Lewis and Clark Boat House and Museum
In 1804, St. Charles was the last civilized outpost before a vast unknown territory west of the Missouri River. This made the frontier town the most logical starting-off point for Lewis and Clark’s legendary journey to the Pacific Ocean.
To honor this moment in history, groups can visit the Lewis and Clark Boat House and Museum. Visitors see full-scale replicas of the keelboat and pirogues the company used on the expedition. A National Geographic film, enhanced by a detailed diorama, delves into the dangers of the 7,000-mile trek.
Other informative artifact exhibits tell stories from the event. Re-enactors provide living-history demonstrations and historical event appearances and re-create moments from the historic journey.
The attached gift shop specializes in Native American artwork and other historical items. Next door, Frontier Park displays a 15-foot-tall bronze sculpture of Lewis, Clark and Seaman, their hefty Newfoundland dog. Groups love this spot for a quick photo opp.
The Lewis and Clark Boat House and Museum is open; face masks are required.
Foundry Art Centre
A former train-car factory now houses a vibrant arts scene at the Foundry Art Center. The 1920s structure contains a 5,200-square-foot exhibition space, a mezzanine that is home to 20 studio artists and the Grand Hall, a stage for touring performance groups.
The 36,800-square-foot building encourages public participation in art. At the open glass-front studios, visitors can interact and watch artists practice their crafts. Groups can take an art class from a professional; topics include pottery, mosaics, metalsmithing, Chinese painting and drawing.
The center’s high-caliber art exhibits change about seven times a year. The site also hosts national juried exhibitions.
Overlooking the Missouri River, the Foundry Art Centre lies in St. Charles’ Frenchtown district.

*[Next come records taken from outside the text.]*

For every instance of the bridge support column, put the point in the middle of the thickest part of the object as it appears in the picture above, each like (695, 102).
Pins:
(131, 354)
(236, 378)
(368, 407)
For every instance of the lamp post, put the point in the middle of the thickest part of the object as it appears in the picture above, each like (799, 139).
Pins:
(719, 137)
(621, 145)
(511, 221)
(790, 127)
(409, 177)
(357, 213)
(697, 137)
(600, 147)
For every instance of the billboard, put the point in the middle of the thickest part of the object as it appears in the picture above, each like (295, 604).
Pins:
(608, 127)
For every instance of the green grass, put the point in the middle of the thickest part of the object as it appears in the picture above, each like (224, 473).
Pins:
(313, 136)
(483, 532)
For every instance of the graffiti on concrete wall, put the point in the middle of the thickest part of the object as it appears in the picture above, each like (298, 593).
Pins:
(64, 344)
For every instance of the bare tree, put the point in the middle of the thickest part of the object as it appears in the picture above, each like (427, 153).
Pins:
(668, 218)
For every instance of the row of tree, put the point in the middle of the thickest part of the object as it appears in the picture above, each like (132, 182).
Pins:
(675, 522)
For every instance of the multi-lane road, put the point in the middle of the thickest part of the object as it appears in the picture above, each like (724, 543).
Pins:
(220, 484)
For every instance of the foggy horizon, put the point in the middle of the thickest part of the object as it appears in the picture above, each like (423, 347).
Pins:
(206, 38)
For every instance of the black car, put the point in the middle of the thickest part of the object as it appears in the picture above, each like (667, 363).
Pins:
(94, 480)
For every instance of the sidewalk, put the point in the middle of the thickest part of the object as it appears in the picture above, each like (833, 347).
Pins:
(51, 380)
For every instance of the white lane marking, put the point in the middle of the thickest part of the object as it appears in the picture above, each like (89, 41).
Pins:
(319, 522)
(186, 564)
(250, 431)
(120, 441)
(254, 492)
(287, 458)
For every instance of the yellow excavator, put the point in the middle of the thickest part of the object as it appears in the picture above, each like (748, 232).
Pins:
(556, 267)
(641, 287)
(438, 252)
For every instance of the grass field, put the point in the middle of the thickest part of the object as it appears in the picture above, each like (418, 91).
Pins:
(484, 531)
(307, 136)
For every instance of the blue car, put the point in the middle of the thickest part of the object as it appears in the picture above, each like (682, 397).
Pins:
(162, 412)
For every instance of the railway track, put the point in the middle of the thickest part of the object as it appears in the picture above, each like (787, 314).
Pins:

Historic Missouri Wine Country
Augusta, Missouri, became the first federally approved American Viticultural Area in the country in 1980, eight months before Napa Valley, California. In the same county as St. Charles, the town is one of several in the region that produces prized wines at sites welcoming to groups.
Known as the Historic Missouri Wine Country, the region’s rare soil and microclimate ensure excellent growing conditions for dry red wines, white wines, dessert wines and port. Groups can sip their chosen drinks while watching the clouds float over the picturesque Missouri River Valley.
Wineries in Augusta, Defiance, New Melle and Femme Osage each produce signature varieties, with nearby quaint downtowns full of local shops to explore. A favorite stop, Sugar Creek Winery and Vineyards in Defiance, features hillside vineyards with views and access to hiking and biking trails.
Wine and cuisine complement one another at Augusta Winery. Opened in 1988, the award-winning winery serves its wines in a boutique-style tasting room. The site’s Wine and Beer Garden opens on the weekends to serve local beers, pizza and live music.